Create or Replace

I have seen the topic of “PUT” requests discussed a few different places, but never quite exactly in the context that I was looking for. I’ve seen “PUT” discussed in terms of “using PUT for a partial update”. I don’t really care about that, what I am interested in is more a “Create or Replace”.

For example, I have a partner using my API and they want to send some configuration data to my API. That configuration data may change over time in which case I want them to send me the new configuration data. I do not want to put the burden on them to keep track of if they need to use a POST (to create) or a PATCH (to update) that resource. So in my mind this seems like a perfect use case for using a PUT. The alternative would be having them always do a POST - in which case the server would have to do some lookups to find existing configuration to replace it or have them always do a PATCH - in which case I may have to create a “fake” configuration resource if it didn’t already exist.

I’m curious how other people are handling the “CREATE or REPLACE” scenario with jsonapi today without using PUT.

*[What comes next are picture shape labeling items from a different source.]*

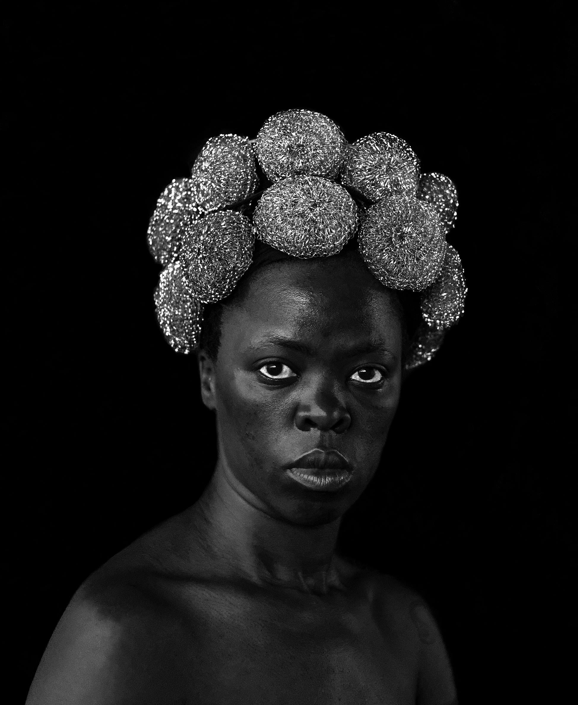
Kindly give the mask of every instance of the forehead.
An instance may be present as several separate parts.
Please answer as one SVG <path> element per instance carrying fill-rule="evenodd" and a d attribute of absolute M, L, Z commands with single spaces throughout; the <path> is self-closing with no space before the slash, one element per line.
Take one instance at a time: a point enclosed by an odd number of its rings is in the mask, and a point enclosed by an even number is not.
<path fill-rule="evenodd" d="M 314 348 L 383 343 L 398 355 L 395 295 L 356 260 L 331 260 L 287 261 L 256 272 L 242 298 L 224 312 L 221 345 L 281 334 Z"/>

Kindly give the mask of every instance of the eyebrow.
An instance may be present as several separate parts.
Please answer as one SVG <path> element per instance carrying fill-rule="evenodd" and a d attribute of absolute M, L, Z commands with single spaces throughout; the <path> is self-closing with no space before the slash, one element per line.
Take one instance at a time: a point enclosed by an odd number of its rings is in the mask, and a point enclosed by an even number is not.
<path fill-rule="evenodd" d="M 314 351 L 309 345 L 305 345 L 304 343 L 299 343 L 293 338 L 284 338 L 283 336 L 262 338 L 257 341 L 254 345 L 251 345 L 251 350 L 257 350 L 264 345 L 278 345 L 280 348 L 286 348 L 288 350 L 294 350 L 295 352 L 300 352 L 302 355 L 314 355 Z M 348 357 L 357 357 L 358 355 L 367 355 L 370 352 L 379 352 L 393 360 L 396 358 L 396 356 L 389 350 L 385 343 L 381 341 L 361 343 L 358 345 L 354 345 L 345 351 L 345 354 Z"/>

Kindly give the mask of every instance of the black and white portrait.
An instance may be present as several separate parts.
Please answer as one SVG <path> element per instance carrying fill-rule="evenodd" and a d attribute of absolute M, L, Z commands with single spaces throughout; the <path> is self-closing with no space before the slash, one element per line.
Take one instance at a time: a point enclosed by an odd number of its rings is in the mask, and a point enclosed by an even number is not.
<path fill-rule="evenodd" d="M 7 13 L 6 701 L 565 699 L 573 35 Z"/>

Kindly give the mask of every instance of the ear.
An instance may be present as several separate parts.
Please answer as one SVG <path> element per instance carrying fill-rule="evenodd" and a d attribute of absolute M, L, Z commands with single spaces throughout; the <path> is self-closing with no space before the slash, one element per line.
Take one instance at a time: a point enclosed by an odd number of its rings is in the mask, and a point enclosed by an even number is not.
<path fill-rule="evenodd" d="M 201 399 L 207 409 L 215 410 L 216 400 L 215 396 L 215 363 L 204 351 L 197 354 L 199 364 L 199 377 L 201 380 Z"/>

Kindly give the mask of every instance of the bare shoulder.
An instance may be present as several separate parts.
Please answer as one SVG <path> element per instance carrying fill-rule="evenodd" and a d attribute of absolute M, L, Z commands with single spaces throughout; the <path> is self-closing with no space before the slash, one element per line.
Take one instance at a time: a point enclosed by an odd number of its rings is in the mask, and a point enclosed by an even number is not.
<path fill-rule="evenodd" d="M 162 703 L 164 687 L 174 697 L 187 627 L 163 587 L 173 577 L 168 561 L 150 546 L 139 539 L 81 586 L 52 634 L 27 705 Z"/>
<path fill-rule="evenodd" d="M 414 589 L 391 575 L 358 570 L 357 580 L 380 628 L 415 663 L 418 705 L 457 705 L 453 673 L 431 610 Z"/>

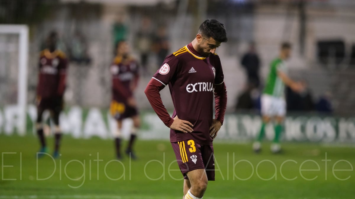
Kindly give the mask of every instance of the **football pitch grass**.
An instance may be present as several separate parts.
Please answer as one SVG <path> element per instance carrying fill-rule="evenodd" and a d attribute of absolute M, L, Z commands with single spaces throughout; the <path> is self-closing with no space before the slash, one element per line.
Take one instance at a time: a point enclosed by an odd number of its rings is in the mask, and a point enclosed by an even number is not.
<path fill-rule="evenodd" d="M 47 140 L 51 154 L 53 138 Z M 138 140 L 135 146 L 138 160 L 126 156 L 119 162 L 111 140 L 65 136 L 59 159 L 37 160 L 36 137 L 0 135 L 0 199 L 182 198 L 182 175 L 170 143 Z M 203 198 L 355 198 L 355 148 L 283 147 L 283 153 L 274 155 L 266 143 L 256 154 L 251 144 L 217 142 L 216 181 L 209 182 Z"/>

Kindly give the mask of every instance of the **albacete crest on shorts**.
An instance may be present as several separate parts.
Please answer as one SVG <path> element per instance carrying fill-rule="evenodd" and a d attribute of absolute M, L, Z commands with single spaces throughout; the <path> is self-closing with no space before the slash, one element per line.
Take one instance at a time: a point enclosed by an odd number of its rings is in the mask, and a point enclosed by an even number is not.
<path fill-rule="evenodd" d="M 196 155 L 192 155 L 190 157 L 190 158 L 192 160 L 192 161 L 193 162 L 193 163 L 195 163 L 195 164 L 196 164 L 196 161 L 197 161 L 197 157 Z"/>

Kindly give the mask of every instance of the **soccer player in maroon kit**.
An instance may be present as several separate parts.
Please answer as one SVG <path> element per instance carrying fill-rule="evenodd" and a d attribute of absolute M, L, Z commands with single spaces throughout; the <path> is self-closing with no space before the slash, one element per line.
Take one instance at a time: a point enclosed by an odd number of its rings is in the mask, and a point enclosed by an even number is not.
<path fill-rule="evenodd" d="M 214 180 L 212 141 L 223 124 L 227 103 L 220 61 L 215 53 L 227 40 L 223 24 L 206 20 L 191 43 L 165 58 L 144 91 L 171 129 L 170 141 L 184 177 L 184 198 L 202 198 L 208 181 Z M 175 107 L 171 117 L 159 93 L 168 85 Z"/>
<path fill-rule="evenodd" d="M 118 43 L 117 53 L 110 68 L 112 77 L 112 101 L 110 108 L 111 115 L 117 121 L 118 128 L 115 133 L 116 155 L 118 159 L 122 158 L 120 151 L 122 120 L 131 118 L 133 126 L 131 129 L 131 136 L 125 152 L 134 159 L 136 157 L 132 149 L 133 144 L 137 129 L 141 125 L 137 102 L 133 96 L 139 77 L 138 64 L 130 55 L 129 47 L 125 41 Z"/>
<path fill-rule="evenodd" d="M 47 48 L 40 52 L 39 73 L 37 87 L 37 134 L 41 148 L 37 157 L 40 157 L 48 150 L 43 133 L 42 116 L 46 110 L 50 112 L 50 116 L 55 125 L 55 145 L 53 156 L 59 157 L 61 131 L 59 126 L 59 114 L 63 109 L 63 96 L 65 88 L 65 79 L 68 67 L 67 60 L 64 52 L 56 49 L 58 37 L 55 32 L 51 33 L 47 39 Z"/>

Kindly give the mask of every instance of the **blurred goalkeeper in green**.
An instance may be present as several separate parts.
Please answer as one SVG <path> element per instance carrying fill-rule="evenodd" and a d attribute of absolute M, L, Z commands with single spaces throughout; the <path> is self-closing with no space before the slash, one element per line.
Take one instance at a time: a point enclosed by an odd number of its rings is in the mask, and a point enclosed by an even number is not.
<path fill-rule="evenodd" d="M 262 124 L 257 140 L 253 144 L 256 153 L 261 149 L 261 141 L 265 135 L 265 128 L 270 121 L 274 121 L 275 137 L 271 149 L 274 153 L 281 151 L 280 137 L 282 131 L 282 124 L 286 111 L 285 100 L 285 85 L 296 92 L 300 92 L 304 86 L 299 82 L 294 81 L 288 75 L 286 61 L 291 56 L 291 47 L 288 42 L 281 45 L 279 57 L 273 60 L 270 68 L 266 85 L 261 96 L 261 115 Z"/>

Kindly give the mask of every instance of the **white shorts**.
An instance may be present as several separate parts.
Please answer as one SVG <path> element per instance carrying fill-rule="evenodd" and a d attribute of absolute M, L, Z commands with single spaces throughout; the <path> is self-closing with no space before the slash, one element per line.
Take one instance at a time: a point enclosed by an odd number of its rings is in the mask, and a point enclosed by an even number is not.
<path fill-rule="evenodd" d="M 269 116 L 283 116 L 286 114 L 286 102 L 283 98 L 268 95 L 261 95 L 261 114 Z"/>

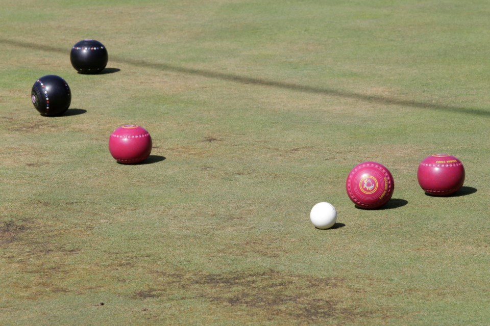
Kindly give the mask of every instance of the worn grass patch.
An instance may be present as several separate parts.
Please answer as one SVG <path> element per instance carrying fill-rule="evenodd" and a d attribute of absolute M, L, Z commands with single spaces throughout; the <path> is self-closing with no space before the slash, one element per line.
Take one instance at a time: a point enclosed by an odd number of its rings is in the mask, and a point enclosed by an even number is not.
<path fill-rule="evenodd" d="M 487 323 L 488 5 L 2 5 L 0 323 Z M 104 73 L 71 66 L 87 38 Z M 62 117 L 32 105 L 47 74 Z M 129 123 L 143 164 L 109 153 Z M 464 165 L 456 196 L 418 184 L 437 152 Z M 346 194 L 366 160 L 395 178 L 381 209 Z"/>

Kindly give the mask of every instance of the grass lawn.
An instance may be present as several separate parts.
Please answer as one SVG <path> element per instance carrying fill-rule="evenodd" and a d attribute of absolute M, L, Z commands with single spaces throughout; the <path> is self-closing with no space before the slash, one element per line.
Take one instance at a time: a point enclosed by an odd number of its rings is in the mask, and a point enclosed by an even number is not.
<path fill-rule="evenodd" d="M 487 325 L 490 3 L 7 0 L 2 325 Z M 103 73 L 69 52 L 93 38 Z M 33 84 L 68 83 L 39 115 Z M 151 133 L 117 164 L 117 127 Z M 425 195 L 426 156 L 464 164 Z M 386 166 L 391 200 L 345 189 Z M 337 223 L 309 221 L 317 202 Z"/>

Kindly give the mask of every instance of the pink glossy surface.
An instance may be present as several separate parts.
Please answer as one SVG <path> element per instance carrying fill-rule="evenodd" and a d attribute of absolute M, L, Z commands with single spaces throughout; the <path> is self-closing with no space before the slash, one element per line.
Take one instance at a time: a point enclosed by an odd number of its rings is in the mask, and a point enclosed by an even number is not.
<path fill-rule="evenodd" d="M 122 126 L 111 134 L 109 151 L 118 162 L 139 163 L 146 159 L 152 152 L 152 138 L 146 129 L 139 126 Z"/>
<path fill-rule="evenodd" d="M 349 198 L 356 206 L 377 208 L 391 198 L 395 182 L 386 167 L 376 162 L 364 162 L 349 173 L 346 189 Z"/>
<path fill-rule="evenodd" d="M 459 159 L 447 154 L 427 156 L 417 170 L 419 184 L 433 196 L 448 196 L 459 190 L 464 183 L 464 168 Z"/>

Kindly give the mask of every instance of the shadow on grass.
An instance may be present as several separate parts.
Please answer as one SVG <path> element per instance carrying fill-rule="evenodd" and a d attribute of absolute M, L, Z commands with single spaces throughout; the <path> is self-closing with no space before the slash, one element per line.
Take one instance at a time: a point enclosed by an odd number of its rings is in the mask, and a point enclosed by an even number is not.
<path fill-rule="evenodd" d="M 393 209 L 394 208 L 399 208 L 403 207 L 408 203 L 408 202 L 404 199 L 400 199 L 399 198 L 391 198 L 387 203 L 380 207 L 377 208 L 364 208 L 358 206 L 356 206 L 356 208 L 362 209 L 362 210 L 384 210 L 386 209 Z"/>
<path fill-rule="evenodd" d="M 318 229 L 318 228 L 315 228 L 317 230 L 320 230 L 321 231 L 328 231 L 329 230 L 334 230 L 335 229 L 340 229 L 340 228 L 343 228 L 346 226 L 346 225 L 344 223 L 335 223 L 333 225 L 331 228 L 329 228 L 328 229 Z"/>
<path fill-rule="evenodd" d="M 79 72 L 78 73 L 81 75 L 87 75 L 89 76 L 93 76 L 96 75 L 107 75 L 110 73 L 114 73 L 115 72 L 117 72 L 118 71 L 120 71 L 121 69 L 118 68 L 105 68 L 102 69 L 102 71 L 100 72 L 97 73 L 82 73 L 81 72 Z"/>
<path fill-rule="evenodd" d="M 146 164 L 153 164 L 154 163 L 161 162 L 165 159 L 166 159 L 166 157 L 165 156 L 161 156 L 159 155 L 151 155 L 148 156 L 148 158 L 142 162 L 140 162 L 139 163 L 128 164 L 127 163 L 122 163 L 118 161 L 116 161 L 116 162 L 117 164 L 120 164 L 121 165 L 145 165 Z"/>
<path fill-rule="evenodd" d="M 60 116 L 60 117 L 71 117 L 72 116 L 78 116 L 79 115 L 86 113 L 87 110 L 83 108 L 69 108 L 65 113 Z"/>
<path fill-rule="evenodd" d="M 0 42 L 4 44 L 9 44 L 14 46 L 18 46 L 27 49 L 35 49 L 46 52 L 58 52 L 67 55 L 69 53 L 71 49 L 70 47 L 67 47 L 66 48 L 55 47 L 48 45 L 5 38 L 0 38 Z M 307 85 L 301 85 L 293 83 L 284 83 L 278 80 L 269 80 L 253 77 L 247 77 L 231 73 L 225 73 L 219 71 L 187 68 L 166 63 L 153 62 L 144 60 L 134 59 L 117 56 L 111 56 L 111 61 L 114 62 L 121 62 L 137 67 L 148 68 L 164 71 L 174 71 L 180 73 L 195 75 L 207 78 L 228 80 L 242 84 L 252 84 L 258 86 L 268 86 L 275 87 L 276 88 L 289 89 L 303 93 L 323 94 L 344 98 L 353 99 L 366 102 L 378 103 L 385 105 L 402 105 L 419 108 L 428 108 L 434 110 L 444 111 L 448 112 L 472 114 L 482 117 L 490 117 L 490 111 L 478 108 L 445 105 L 437 103 L 428 103 L 427 102 L 420 102 L 412 100 L 389 98 L 379 95 L 369 95 L 348 91 L 343 91 L 342 90 L 315 87 Z M 115 68 L 107 69 L 113 69 Z M 115 71 L 113 72 L 115 72 Z"/>
<path fill-rule="evenodd" d="M 425 195 L 429 197 L 443 197 L 447 198 L 448 197 L 460 197 L 463 196 L 468 196 L 469 195 L 474 194 L 477 191 L 478 191 L 476 188 L 473 188 L 473 187 L 463 186 L 461 187 L 461 189 L 458 191 L 449 196 L 434 196 L 428 193 L 426 193 Z"/>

Built into the client, if a HEAD …/{id} returns nothing (404) POST else PATCH.
PUT would be nicer.

Does a configuration belong to something?

Idea #1

Let’s say it belongs to a project. The client could do a POST /configurations and in the document, under the relationships field, make sure the project relationship is defined and points to the appropriate project. Internally, you handle that request by creating a new configuration and assigning it to the project.

Idea #2

Again, a configuration belongs to a project. You could make sure that any new project always has a configuration with default values. Therefore, there is always a configuration. The client needs to simply do a PATCH /projects/abc123/configuration or a PATCH /configurations/def456.

Idea #3

Nothing prevents you from pretending that all configurations (by that I mean all IDs) exist. If the client does a PUT /configurations/abc123 and abc123 does not exist in your database, simply pretend it already exists and “update” it with the appropriate values. You’re building an HTTP API, not a thin layer on top of your database.